1989年に静岡県伊東市の沖合で生じた伊豆東部火山群の海底噴火の瞬間を捉えた映像
(海上保安庁提供)


 火山の平均的な噴火間隔は風水害や地震など他の災害に比べて一般に長いため、数十年どころか数百年に一度程度しか噴火しない火山も、ごく普通に存在します。このような稀な災害に備えることは、時間や費用の無駄と考える方がいらっしゃるかもしれません。

 しかしながら、将来噴火する可能性を秘めた日本の活火山の数は111もあるため、ひとつの火山でみれば稀な噴火であっても、日本全体で見れば数年~十数年に一度はどこかの火山が噴火したり、噴火しそうになるといった状況が繰り返されています。

2000年三宅島噴火によって、およそ2500年ぶりに生じた山頂カルデラ(アジア航測株式会社提供)


 たとえば、1989年には伊豆東部火山群がおよそ2700年ぶりの噴火を起こしました。
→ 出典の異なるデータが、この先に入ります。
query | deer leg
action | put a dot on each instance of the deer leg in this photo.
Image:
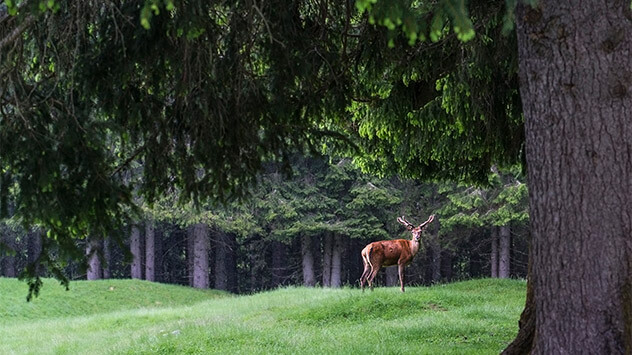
(401, 275)
(376, 268)
(365, 275)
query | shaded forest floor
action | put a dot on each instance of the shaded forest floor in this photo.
(132, 316)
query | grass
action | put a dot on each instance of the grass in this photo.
(139, 317)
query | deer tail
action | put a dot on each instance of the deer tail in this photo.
(368, 256)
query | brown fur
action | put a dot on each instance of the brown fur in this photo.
(391, 252)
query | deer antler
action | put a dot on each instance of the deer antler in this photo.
(403, 221)
(430, 219)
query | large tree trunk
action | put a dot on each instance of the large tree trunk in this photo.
(575, 88)
(93, 248)
(435, 250)
(135, 249)
(8, 260)
(34, 250)
(225, 264)
(150, 251)
(327, 252)
(446, 265)
(494, 255)
(107, 257)
(504, 252)
(309, 277)
(201, 246)
(336, 262)
(279, 263)
(190, 253)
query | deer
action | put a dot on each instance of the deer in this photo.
(392, 252)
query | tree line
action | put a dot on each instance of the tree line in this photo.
(305, 228)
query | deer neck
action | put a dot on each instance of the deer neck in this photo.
(414, 246)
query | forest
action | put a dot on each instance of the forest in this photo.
(306, 229)
(248, 144)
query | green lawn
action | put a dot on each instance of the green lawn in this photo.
(130, 316)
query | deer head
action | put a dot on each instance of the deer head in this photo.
(415, 230)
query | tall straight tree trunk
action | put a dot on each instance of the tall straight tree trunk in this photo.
(279, 263)
(307, 254)
(201, 246)
(190, 253)
(150, 251)
(336, 262)
(327, 252)
(107, 257)
(8, 261)
(494, 254)
(93, 248)
(135, 249)
(435, 250)
(504, 243)
(225, 263)
(34, 250)
(446, 265)
(575, 86)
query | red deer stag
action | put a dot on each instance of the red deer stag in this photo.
(391, 252)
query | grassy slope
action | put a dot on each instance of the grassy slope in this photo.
(477, 317)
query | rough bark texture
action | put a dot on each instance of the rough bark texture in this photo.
(135, 249)
(575, 86)
(523, 343)
(435, 259)
(225, 264)
(150, 251)
(190, 253)
(107, 258)
(307, 254)
(336, 262)
(93, 248)
(34, 250)
(201, 246)
(8, 260)
(279, 263)
(446, 265)
(504, 242)
(327, 250)
(494, 255)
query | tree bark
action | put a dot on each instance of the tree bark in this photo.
(446, 265)
(435, 250)
(150, 251)
(279, 263)
(575, 87)
(107, 257)
(523, 343)
(201, 246)
(504, 252)
(93, 247)
(34, 250)
(336, 262)
(327, 252)
(494, 255)
(135, 249)
(190, 253)
(225, 264)
(307, 254)
(8, 261)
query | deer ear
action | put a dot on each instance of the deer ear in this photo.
(406, 224)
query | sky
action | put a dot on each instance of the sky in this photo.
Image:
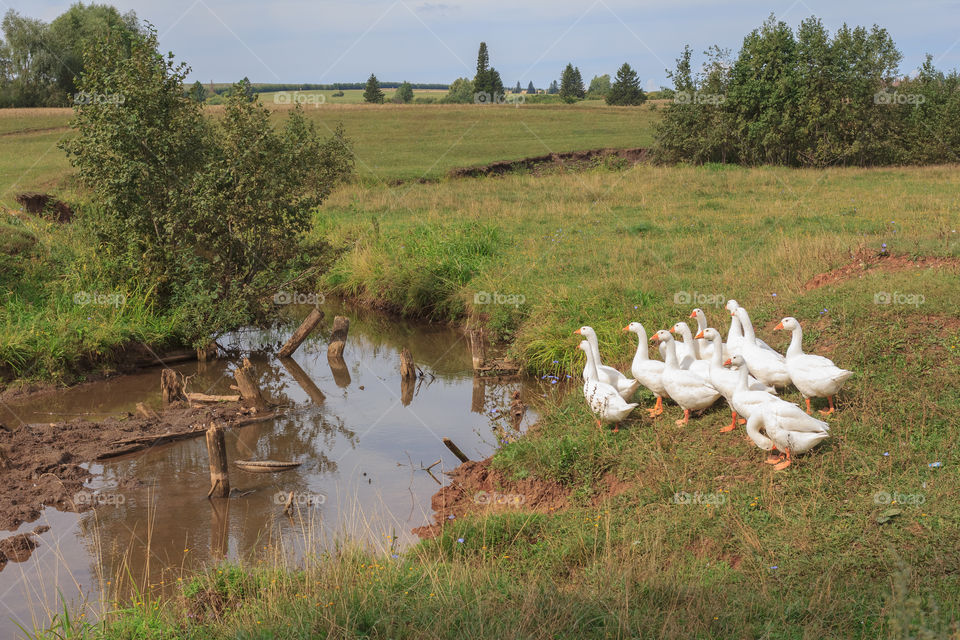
(299, 41)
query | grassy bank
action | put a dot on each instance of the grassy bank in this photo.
(671, 532)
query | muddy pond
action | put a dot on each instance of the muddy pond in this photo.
(362, 449)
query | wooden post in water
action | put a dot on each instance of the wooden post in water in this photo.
(461, 456)
(217, 449)
(477, 348)
(308, 324)
(407, 368)
(171, 386)
(338, 339)
(249, 391)
(304, 380)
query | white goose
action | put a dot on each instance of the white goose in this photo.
(735, 335)
(688, 389)
(624, 385)
(767, 365)
(648, 372)
(603, 399)
(786, 424)
(727, 380)
(706, 346)
(815, 376)
(688, 354)
(781, 434)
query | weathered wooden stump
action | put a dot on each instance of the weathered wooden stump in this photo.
(219, 476)
(407, 368)
(171, 386)
(308, 324)
(477, 348)
(249, 391)
(338, 338)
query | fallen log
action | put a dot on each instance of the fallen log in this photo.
(202, 397)
(455, 450)
(304, 380)
(308, 324)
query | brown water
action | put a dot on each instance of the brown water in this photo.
(362, 451)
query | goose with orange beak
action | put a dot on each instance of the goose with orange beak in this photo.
(604, 401)
(648, 372)
(814, 376)
(624, 385)
(688, 389)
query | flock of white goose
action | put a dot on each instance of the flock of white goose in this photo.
(694, 373)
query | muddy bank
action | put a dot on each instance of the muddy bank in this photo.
(570, 160)
(864, 262)
(46, 464)
(478, 488)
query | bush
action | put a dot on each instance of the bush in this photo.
(809, 99)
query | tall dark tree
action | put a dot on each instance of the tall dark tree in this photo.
(372, 92)
(198, 92)
(404, 93)
(626, 90)
(571, 84)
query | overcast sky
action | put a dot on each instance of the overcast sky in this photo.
(437, 40)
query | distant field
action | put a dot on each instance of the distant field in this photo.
(391, 142)
(351, 96)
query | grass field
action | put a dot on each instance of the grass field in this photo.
(391, 142)
(795, 554)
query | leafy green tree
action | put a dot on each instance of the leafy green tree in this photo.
(571, 84)
(372, 93)
(599, 86)
(197, 93)
(404, 93)
(626, 90)
(203, 213)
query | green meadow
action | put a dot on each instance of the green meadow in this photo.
(818, 550)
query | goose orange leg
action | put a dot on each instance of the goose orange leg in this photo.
(785, 463)
(657, 408)
(732, 425)
(830, 410)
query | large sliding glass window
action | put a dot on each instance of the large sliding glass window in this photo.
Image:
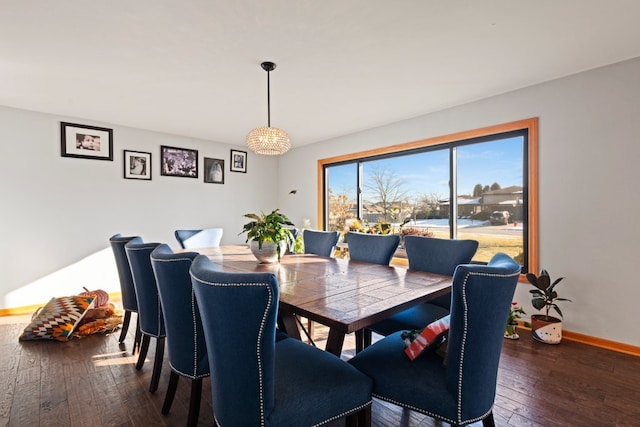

また、2000年に起きた三宅島噴火では、およそ2500年ぶりという山頂のカルデラ陥没とそれに続く大量の火山ガス放出が生じたため、2005年2月までの4年5ヶ月もの間、住民に対する避難指示は解除されませんでした。



活火山
将来噴火するポテンシャルを秘めた火山のこと。日本では、火山噴火予知連絡会によって、概ね過去1万年以内に噴火した火山及び現在活発な噴気活動のある火山が活火山と定義されている。